01. October 2019
Interview: Carbon Farming
Farmer Michael Reber on new methods and their economical value
By Laura von Ketteler
His colleagues considered a course on soil science for 2000 Euro to be crazy. However, to spend the same amount on additional bells and whistles on a tractor, is, in their eyes, normal. A rethink is necessary, says Carbon Farming Pioneer Michael Reber.
Farm & Food: Regenerative agriculture is still a rather new topic in Germany. Like the term sustainable agriculture, regenerative agriculture can be interpreted differently. What does the term mean to you?
Michael Reber: I have been operating carbon farming for five years according to the system of Dietmar Näser and Friedrich Wenz, adapted to our farm. For me, regenerative agriculture means the regeneration of the carbon balance, i.e. the binding of CO2 in the form of humus. But it also means the regeneration of nutrient contents that are reflected in the products. The binding of CO2 is very important.
Everybody is talking about sustainable agriculture, but sustainable agriculture can also be a bad thing. The difference in renewable agriculture is that we want to improve and not stay on the status quo. On our farm, we are now trying to make this visible with a CO2 certification concept. In 2020, we will carry out the first tests to measure the additional humus build-up in the soil since the first study in 2017. If all goes well, we will be able to sell CO2 certificates to companies.
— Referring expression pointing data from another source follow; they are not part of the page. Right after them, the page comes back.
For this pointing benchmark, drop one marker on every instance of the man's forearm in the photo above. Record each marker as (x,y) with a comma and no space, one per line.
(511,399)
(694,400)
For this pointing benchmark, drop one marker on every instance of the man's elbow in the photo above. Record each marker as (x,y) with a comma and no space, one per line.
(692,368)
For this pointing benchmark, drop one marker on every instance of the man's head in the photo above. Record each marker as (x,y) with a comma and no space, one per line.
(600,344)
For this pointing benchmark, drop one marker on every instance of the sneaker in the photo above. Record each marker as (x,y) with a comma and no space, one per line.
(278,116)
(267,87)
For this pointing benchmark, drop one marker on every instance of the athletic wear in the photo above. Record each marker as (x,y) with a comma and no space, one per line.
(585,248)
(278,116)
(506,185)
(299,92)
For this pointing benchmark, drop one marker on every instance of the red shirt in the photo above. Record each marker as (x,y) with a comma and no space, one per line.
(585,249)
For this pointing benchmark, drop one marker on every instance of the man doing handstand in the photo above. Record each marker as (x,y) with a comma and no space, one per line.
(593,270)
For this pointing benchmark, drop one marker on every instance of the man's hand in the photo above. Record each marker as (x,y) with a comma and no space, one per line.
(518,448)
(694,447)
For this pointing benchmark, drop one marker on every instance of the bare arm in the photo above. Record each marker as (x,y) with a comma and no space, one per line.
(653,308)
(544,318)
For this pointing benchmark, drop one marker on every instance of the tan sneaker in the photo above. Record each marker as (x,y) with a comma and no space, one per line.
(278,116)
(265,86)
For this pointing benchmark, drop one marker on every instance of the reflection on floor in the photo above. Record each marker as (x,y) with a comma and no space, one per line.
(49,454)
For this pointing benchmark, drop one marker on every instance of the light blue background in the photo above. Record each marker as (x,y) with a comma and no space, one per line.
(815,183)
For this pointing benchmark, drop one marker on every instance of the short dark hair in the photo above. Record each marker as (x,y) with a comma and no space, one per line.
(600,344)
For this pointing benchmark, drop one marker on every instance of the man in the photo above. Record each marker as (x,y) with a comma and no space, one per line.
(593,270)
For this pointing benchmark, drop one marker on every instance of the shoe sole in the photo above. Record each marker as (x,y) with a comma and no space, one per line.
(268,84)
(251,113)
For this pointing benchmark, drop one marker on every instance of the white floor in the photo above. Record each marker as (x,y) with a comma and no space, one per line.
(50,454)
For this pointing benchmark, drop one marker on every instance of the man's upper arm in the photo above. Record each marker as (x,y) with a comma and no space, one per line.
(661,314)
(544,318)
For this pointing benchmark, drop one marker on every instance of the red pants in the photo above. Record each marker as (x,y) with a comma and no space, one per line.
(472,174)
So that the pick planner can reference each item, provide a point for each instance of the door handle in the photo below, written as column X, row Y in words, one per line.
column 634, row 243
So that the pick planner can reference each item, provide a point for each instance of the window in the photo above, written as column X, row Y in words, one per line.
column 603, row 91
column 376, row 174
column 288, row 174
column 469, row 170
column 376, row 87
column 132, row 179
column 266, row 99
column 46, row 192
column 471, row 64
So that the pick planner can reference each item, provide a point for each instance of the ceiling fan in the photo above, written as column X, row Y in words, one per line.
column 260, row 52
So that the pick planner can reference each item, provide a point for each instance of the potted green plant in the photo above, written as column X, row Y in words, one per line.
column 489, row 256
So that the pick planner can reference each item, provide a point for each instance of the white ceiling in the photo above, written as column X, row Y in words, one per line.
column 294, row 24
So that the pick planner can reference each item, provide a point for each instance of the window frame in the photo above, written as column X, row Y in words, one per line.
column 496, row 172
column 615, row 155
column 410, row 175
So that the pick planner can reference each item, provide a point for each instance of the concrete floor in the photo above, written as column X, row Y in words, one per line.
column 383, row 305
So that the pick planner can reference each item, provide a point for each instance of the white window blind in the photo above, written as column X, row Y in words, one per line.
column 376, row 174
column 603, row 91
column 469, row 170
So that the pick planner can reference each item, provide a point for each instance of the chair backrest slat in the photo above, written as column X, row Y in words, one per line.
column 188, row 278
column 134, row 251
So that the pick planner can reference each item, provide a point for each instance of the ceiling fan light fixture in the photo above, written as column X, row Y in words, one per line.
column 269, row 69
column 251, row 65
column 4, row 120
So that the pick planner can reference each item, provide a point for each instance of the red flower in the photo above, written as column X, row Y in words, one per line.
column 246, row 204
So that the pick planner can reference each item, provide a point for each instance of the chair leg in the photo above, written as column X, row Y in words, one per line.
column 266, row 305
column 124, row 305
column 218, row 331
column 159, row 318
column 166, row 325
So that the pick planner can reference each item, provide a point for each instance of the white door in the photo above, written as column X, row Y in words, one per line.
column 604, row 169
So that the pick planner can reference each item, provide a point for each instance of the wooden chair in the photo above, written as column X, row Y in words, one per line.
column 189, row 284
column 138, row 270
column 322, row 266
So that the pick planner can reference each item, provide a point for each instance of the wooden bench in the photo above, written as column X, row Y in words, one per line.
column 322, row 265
Where does this approach actually come from and how far is knowledge about carbon farming spread in Germany?
The term comes from the USA and Australia. There are pioneers like Joel Salatin and Gabe Brown who have taken the subject to a new level. From Africa, we know Allan Savory, who developed the Holistic Management System. In Brazil, Ernst Götsch further developed the ideas of regenerative agriculture in what is known as syntropic agriculture. These are concepts based on the principles of regenerative agriculture. In Europe, the topic is only just beginning to grow, but I would say that Germany and Austria are the countries, that are furthest advanced on this road. The topic is slowly spreading among German farmers, mostly young farmers, through seminars and exchange among each other.
What prevents the farmer from implementing such ideas or even trying them out for the first time?
Farmers often lack the time and economic incentives to implement additional measures. First, it costs money to build up humus. However, many farmers no longer have that money and there is a lack of subsidies. Automation in stables and fields can create time, but this time has to be used for animal observation and soil analysis, for example. Most of the time, however, is used to enlarge the area. I think it is sometimes important to take a step back and do what you do right before you expand your farm. What is lacking most of all, however, is the necessary knowledge. Teaching institutions hardly mention the topic of humus development or regenerative agriculture, not even in organic farming.
What motivated you to take a new path?
13 years ago, we had an economically painful experience with a disease in the stable. Then the pig market changed drastically and it was time to rethink. In 2009, we built the biogas plant that was the rescue for the farm. Now the company is concentrating on 200 hectares of arable land for the biogas plant. Here we have heavy clay soils with 30 to 45 soil points and a high magnesium content, which makes the soils difficult to cultivate. Therefore, the most important thing is the cultivation of the soil. After I attended the soil course, a lot has changed in my way of thinking. I was shocked at how little I had heard about the whole thing before.
Do you see issues like digitisation as an important part of sustainable agriculture?
I am not quite as optimistic about this as many others; there are some useful implementations such as the GPS-controlled section control for crop protection sprayers or fertilizer spreaders. Digitisation is basically positive, but it also usually promotes structural change. On a farm like ours with 200 ha few of these solutions are really economically useful. When I did the soil course for 2000 Euros, everyone thought I was crazy. However, to spend the same amount for additional bells and whistles, e.g. on the tractor, is quite normal. Here we have to rethink.
What I really use a lot is communication media. Social media channels are being used more and more among farmers to gain new knowledge, learn from innovations and find out about events. Personally, I mostly use Instagram and WhatsApp groups for sharing.
Where do you see agriculture in 30 years?
It is going to split even further, I think. On the one hand, there will be more concepts such as solidarity agriculture, direct marketing and local trade. But at the same time, there will still be more large-scale farms that are highly rationalized, digitized, and automated. In recent years, an exciting start-up scene has slowly developed in Germany that will increasingly shape the agricultural landscape.
I would like to try no-till on my own farm. In the USA, a lot of testing is being done on sowing maize into existing catch crops so that the catch crop protects the maize from erosion and weeds afterwards. We are still working the soil too intensively at the moment, which increases the risk of erosion. Rainfall in Schwäbisch Hall during the summer consists almost exclusively of heavy rainfall events. It is important that the water remains on the surface, it must not flow superficially, but must be able to seep away.